Monday, July 18, 2005

state of fear

State of Fear by Michael Crichton

I don't know if I was too crazy about this book. It had some good moments, but also some very heavy handed ones in terms of preaching either side of the global warming issue. His notes at the end about where he stands are fairly interesting and I could hang with most of them.

p. 453
"There was a major shift in the fall of 1989. Before that time the media did not make excessive use of terms such as crisis, catastrophe, cataclysm, plague, or disaster. For example, during the 80s. the word crisis appeared in news reports about as often as the word budget. In addition, prior to 1989, adjectives such as dire, unprecedented, dreaded were not common i television reports or newspaper headlines. But then it all changed."
"These terms started to become more and more common. The word catastrophe was used five times more often in 1995 than it was in 1985. Its use doubled again by the year 2000. And the stories changed too. there was a heightened emphasis on fear, worry, danger, uncertainty, panic."
"Why should it have changed in 1989?"
"Ah, good question. Critical question. In most respects 1989 seemed like a normal year: (description of the year follows). The rise in the use of the term crisis can be located with some precision in the autumn of 1989. And it seemed suspicious that it should coincide so closely with the fall of the Berlin Wall. Which happened on November ninth of that year."
gap here for conversation
"I am leading to the notion of social control, Peter. To the requirement of every sovereign state to exert control over the behavior of its citizens, to keep them orderly and reasonably docile. To keep them driving on the right side of the road - or the left as the case may be. To keep them paying taxes. And of course we know that social control is best managed through fear."
NOTE: I would add that I certainly see this taking place in our current adminiastration and situation in the "war on terror", but I see it just as much in the media trying to make us NEED to watch them to get the latest information on what may kill us or our children and how we can maintain safety in our "dangerous" world thanks to their help and guidance.

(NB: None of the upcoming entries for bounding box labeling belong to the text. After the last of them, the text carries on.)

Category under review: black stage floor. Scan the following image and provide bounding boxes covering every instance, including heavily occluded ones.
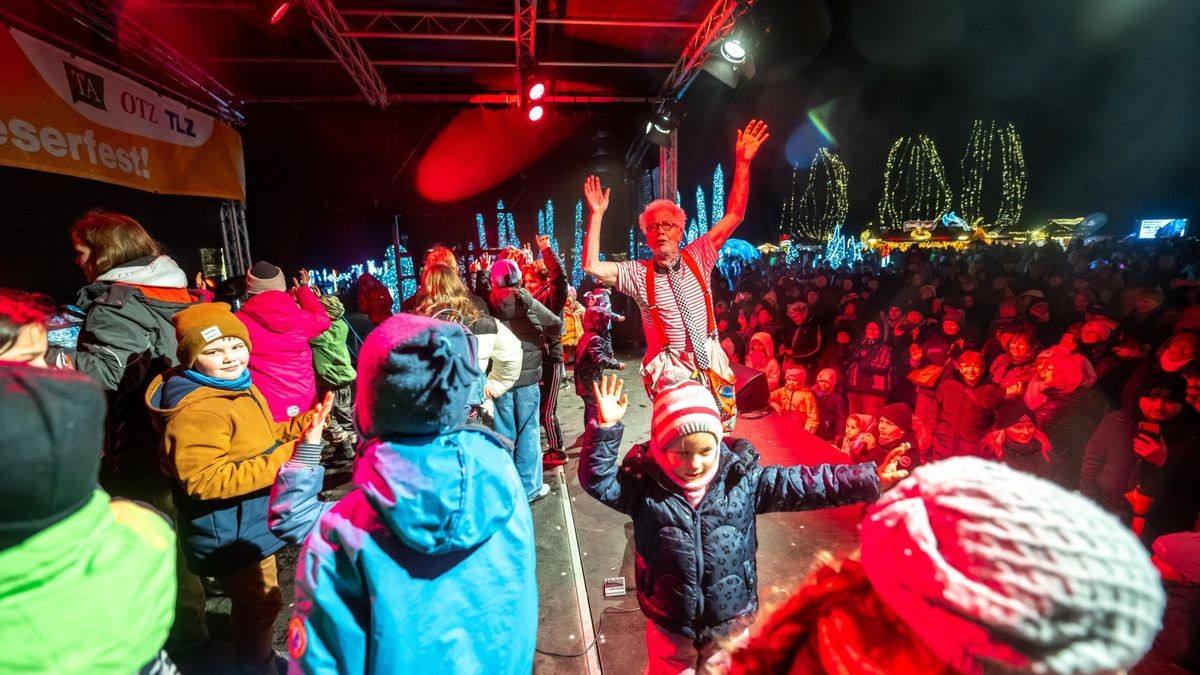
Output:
[178,354,862,675]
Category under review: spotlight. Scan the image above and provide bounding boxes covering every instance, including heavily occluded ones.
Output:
[521,74,550,121]
[721,37,746,66]
[646,106,678,148]
[701,32,755,89]
[254,0,298,25]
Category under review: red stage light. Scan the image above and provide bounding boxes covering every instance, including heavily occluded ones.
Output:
[270,2,292,25]
[415,108,584,204]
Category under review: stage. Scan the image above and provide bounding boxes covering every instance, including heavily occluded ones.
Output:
[533,354,862,675]
[178,353,862,675]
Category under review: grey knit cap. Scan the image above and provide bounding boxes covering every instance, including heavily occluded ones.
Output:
[862,458,1165,674]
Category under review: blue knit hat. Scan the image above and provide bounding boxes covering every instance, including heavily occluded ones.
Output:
[355,313,481,438]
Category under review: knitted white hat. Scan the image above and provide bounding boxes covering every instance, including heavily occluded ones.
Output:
[862,458,1165,674]
[650,380,722,452]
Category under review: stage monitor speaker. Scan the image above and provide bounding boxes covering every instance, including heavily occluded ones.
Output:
[730,363,770,413]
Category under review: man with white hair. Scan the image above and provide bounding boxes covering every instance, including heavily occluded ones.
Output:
[583,120,770,423]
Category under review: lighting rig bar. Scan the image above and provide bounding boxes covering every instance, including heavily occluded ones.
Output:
[31,0,246,125]
[512,0,538,91]
[341,10,515,42]
[305,0,388,108]
[625,0,755,186]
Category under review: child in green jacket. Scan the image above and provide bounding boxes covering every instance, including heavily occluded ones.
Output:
[308,295,359,459]
[0,363,175,675]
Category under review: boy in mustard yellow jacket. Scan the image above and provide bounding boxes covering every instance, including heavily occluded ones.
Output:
[146,303,330,673]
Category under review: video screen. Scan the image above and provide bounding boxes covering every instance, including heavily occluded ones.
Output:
[1138,217,1188,239]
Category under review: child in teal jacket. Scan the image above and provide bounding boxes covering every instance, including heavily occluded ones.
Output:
[270,313,538,675]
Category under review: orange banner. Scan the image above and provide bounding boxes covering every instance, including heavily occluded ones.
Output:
[0,29,246,201]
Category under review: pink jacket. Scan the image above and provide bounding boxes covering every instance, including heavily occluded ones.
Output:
[238,286,329,422]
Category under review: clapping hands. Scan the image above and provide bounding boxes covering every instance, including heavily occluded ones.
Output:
[592,375,629,426]
[875,443,912,491]
[734,120,770,162]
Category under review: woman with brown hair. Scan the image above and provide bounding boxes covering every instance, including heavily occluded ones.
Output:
[71,210,208,656]
[413,258,521,418]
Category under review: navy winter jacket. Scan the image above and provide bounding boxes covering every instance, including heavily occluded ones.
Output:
[580,424,880,641]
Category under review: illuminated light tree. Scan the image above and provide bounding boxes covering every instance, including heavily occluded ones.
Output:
[475,214,487,249]
[692,187,708,239]
[704,165,725,223]
[792,148,850,241]
[388,246,416,313]
[538,199,562,255]
[571,199,583,286]
[880,135,954,228]
[959,120,1028,227]
[824,225,863,269]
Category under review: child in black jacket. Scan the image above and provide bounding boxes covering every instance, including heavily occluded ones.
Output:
[580,375,906,674]
[575,307,625,429]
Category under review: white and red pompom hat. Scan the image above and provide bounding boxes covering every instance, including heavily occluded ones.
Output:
[650,380,722,452]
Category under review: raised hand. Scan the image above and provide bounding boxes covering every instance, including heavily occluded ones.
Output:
[300,392,334,444]
[1133,434,1166,466]
[875,443,912,491]
[592,375,629,426]
[733,120,770,162]
[583,172,614,214]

p457 (In the midst of a discussion about government money spent on ridiculous fear-driven claims - like the whole overhead power lines give you cancer thing)
"At the very least we are talking about a moral outrage. Thus we can expect from our religious leaders and our great humanitarian figures to cry out against the waste and the needless deaths around the world that result. But do the religious leaders speak out? No. Quite the contrary, they join the chorus. The promote, 'What Would Jesus Drive?' As if what they have forgotten that what Jesus would drive is the false prophets and fearmongers out of the temple."